Those who are easily shocked should be shocked more often.

Mae West

 

The world is full of sensitive people. Full of well meaning people, and sometimes not so well meaning, who try to model the right way to live, but very often they are surprised and shocked by what they see. They are surprised by the tug of war of human nature.

If you are shocked at what you see perhaps you should be shocked more often. Perhaps you are living too comfortably, too contently, too cleanly, or perhaps after after all this time and all these laps of time, you have not really learned what it is to to be alive at all.

So if the smell and the unpleasant state of a homeless man and woman troubles or revolts you, perhaps you have never known poverty or tasted a person’s need to truly forget something. If you’re offended by people’s marital affairs and think the world is dirty, perhaps you don’t know enough about lacking self worth, or the terrible pangs of loneliness and numbness.

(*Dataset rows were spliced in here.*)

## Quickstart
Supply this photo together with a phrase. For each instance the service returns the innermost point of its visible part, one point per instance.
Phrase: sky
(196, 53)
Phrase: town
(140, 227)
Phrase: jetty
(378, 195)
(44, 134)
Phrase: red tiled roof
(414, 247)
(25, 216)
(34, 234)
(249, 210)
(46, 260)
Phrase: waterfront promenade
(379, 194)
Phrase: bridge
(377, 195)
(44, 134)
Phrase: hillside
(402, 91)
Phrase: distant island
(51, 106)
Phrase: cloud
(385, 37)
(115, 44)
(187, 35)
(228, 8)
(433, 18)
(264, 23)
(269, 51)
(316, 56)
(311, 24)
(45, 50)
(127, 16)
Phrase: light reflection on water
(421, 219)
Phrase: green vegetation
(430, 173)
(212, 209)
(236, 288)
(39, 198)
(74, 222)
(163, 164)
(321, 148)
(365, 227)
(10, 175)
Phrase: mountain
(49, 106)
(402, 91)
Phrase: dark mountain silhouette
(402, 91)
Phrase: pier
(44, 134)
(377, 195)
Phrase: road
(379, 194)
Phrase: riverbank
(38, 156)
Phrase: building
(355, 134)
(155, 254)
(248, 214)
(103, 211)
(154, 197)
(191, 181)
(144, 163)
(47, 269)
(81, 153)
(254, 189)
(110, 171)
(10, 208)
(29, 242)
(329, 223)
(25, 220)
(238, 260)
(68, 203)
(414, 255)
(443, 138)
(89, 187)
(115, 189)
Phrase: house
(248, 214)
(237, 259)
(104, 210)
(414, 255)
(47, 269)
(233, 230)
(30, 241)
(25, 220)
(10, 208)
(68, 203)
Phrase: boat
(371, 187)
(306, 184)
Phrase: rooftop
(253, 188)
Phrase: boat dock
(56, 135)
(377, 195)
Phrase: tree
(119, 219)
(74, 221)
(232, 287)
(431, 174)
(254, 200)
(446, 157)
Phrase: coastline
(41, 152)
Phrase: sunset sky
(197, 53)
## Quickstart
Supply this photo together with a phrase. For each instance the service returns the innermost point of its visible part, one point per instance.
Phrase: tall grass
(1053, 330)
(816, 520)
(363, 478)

If you are easily shocked at your own behaviour or the behaviour of others, perhaps that means that you do a lot more watching and you should be doing a lot more living.

That homeless man’s name is John. He is a war veteran. He has done things for freedom and country he wants to forget. He is tired of being called a hero. He is tired of hearing that he did great things. He only desires to be human. He only desires to forget and be better. He doesn’t know the next step or what he should do next. There are no manuals or resources to sink your mind into. And that woman who your neighbour is banging on the side, her name is Francesca. She is a dutiful mother of three grown children, her husband prefers the company of books at his accounting firm, and has distanced himself so far away from her, that the house feels empty and cold. She didn’t intend to have a marital affair, but she didn’t imagine how cold and distant the love of her life would become after twenty five years either.

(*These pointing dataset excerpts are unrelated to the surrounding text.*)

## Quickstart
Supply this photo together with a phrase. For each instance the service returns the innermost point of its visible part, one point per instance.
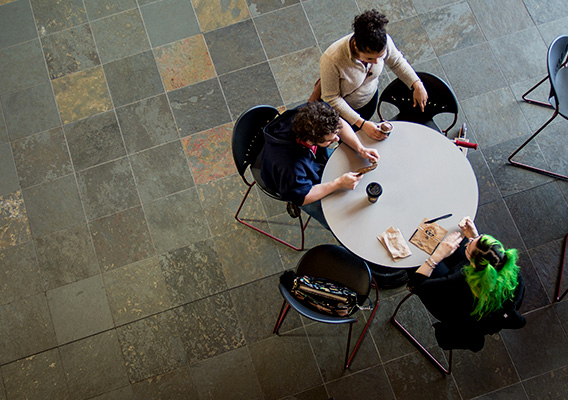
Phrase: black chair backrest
(558, 74)
(248, 136)
(441, 99)
(339, 265)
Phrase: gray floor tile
(249, 87)
(103, 8)
(120, 35)
(94, 140)
(176, 221)
(53, 206)
(452, 28)
(192, 272)
(147, 123)
(161, 171)
(26, 65)
(500, 19)
(554, 10)
(94, 365)
(284, 31)
(341, 12)
(16, 23)
(169, 20)
(41, 157)
(52, 18)
(36, 378)
(79, 309)
(540, 346)
(296, 369)
(234, 47)
(235, 369)
(136, 291)
(177, 384)
(473, 71)
(133, 78)
(517, 55)
(199, 107)
(70, 51)
(210, 327)
(21, 272)
(26, 328)
(355, 386)
(9, 182)
(121, 239)
(152, 346)
(107, 188)
(259, 7)
(66, 256)
(38, 101)
(540, 213)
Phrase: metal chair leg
(419, 345)
(558, 298)
(530, 167)
(349, 360)
(302, 225)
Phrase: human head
(317, 123)
(492, 274)
(369, 31)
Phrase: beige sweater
(347, 84)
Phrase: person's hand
(447, 247)
(468, 228)
(420, 95)
(370, 154)
(349, 180)
(372, 130)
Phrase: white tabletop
(423, 175)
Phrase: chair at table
(247, 144)
(441, 99)
(470, 336)
(557, 98)
(341, 266)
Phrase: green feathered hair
(492, 275)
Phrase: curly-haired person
(296, 150)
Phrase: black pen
(439, 218)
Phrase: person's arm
(348, 180)
(352, 140)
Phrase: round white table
(423, 175)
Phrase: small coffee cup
(385, 127)
(374, 190)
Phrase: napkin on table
(394, 243)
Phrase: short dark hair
(369, 31)
(314, 121)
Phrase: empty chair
(557, 98)
(247, 144)
(336, 264)
(441, 99)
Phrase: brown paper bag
(428, 236)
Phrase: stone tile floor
(123, 274)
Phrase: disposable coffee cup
(374, 190)
(385, 127)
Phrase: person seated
(296, 150)
(472, 286)
(350, 70)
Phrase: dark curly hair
(314, 121)
(369, 31)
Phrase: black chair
(341, 266)
(557, 98)
(471, 335)
(247, 144)
(441, 99)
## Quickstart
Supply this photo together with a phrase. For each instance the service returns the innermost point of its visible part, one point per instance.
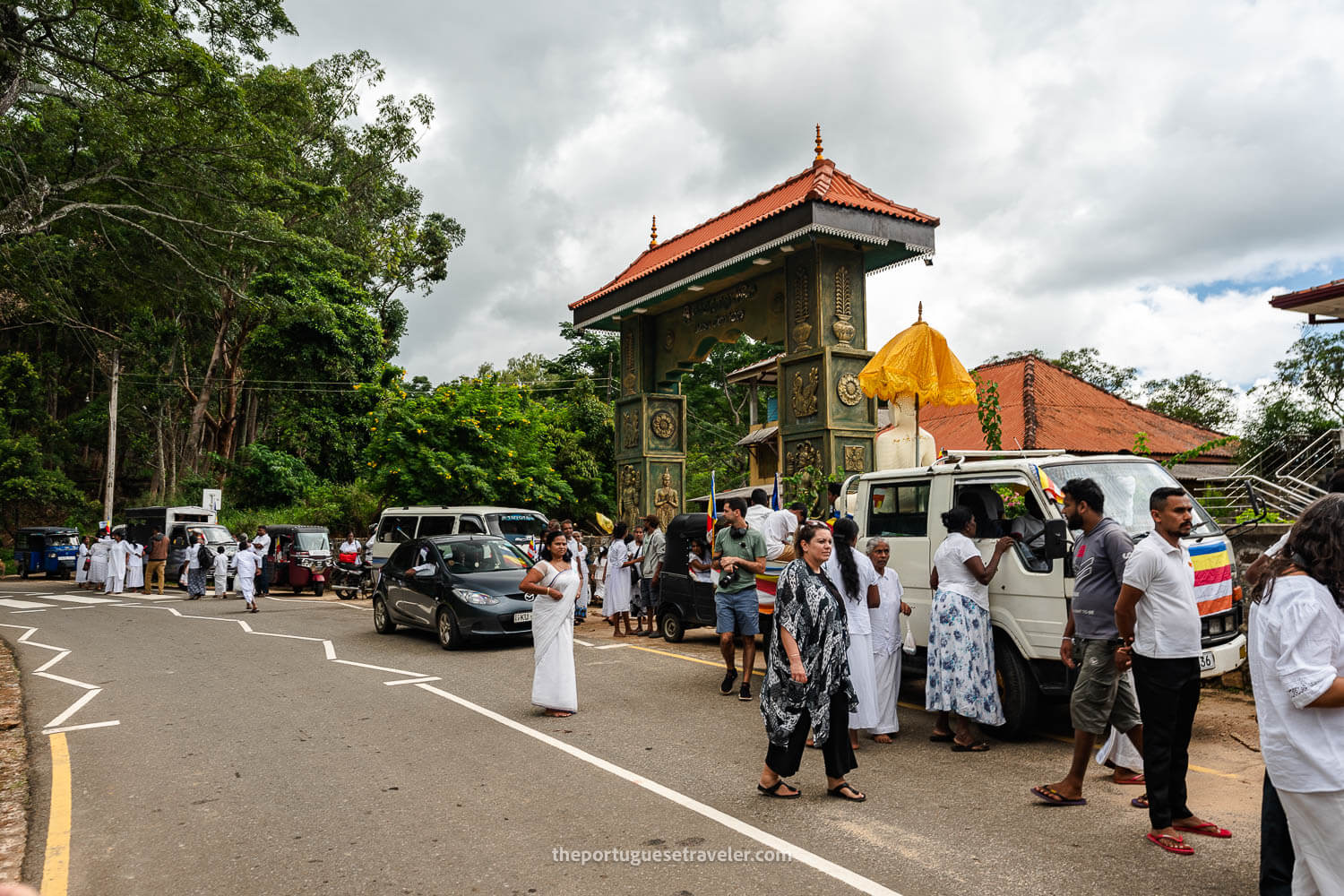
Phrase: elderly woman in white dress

Don’t worry if you are easily shocked. Ok, worry just a little bit. Worry that your heart is not big enough, your mind doesn’t know enough, and that you still have a long way to go. A long way to go before you will be present and amerced in life, instead of absent and running through the motions.

None of this has anything to do with morals or ethics. It has everything to do with shock, perhaps your sock in how you see the world. Put your advice giving instincts away for a moment, hit pause on your need to put people into neat little moral or immoral categories. Forget about being a model of something and take a moment just to understand. Try to examine and understand someone or something without question, without the need to correct, without the need to give advice and fix, to make better, and to change.

Think only about why you are shocked. Think about what shocks you and ask if you’ve been exposed to enough of something so that some of the shock naturally goes away.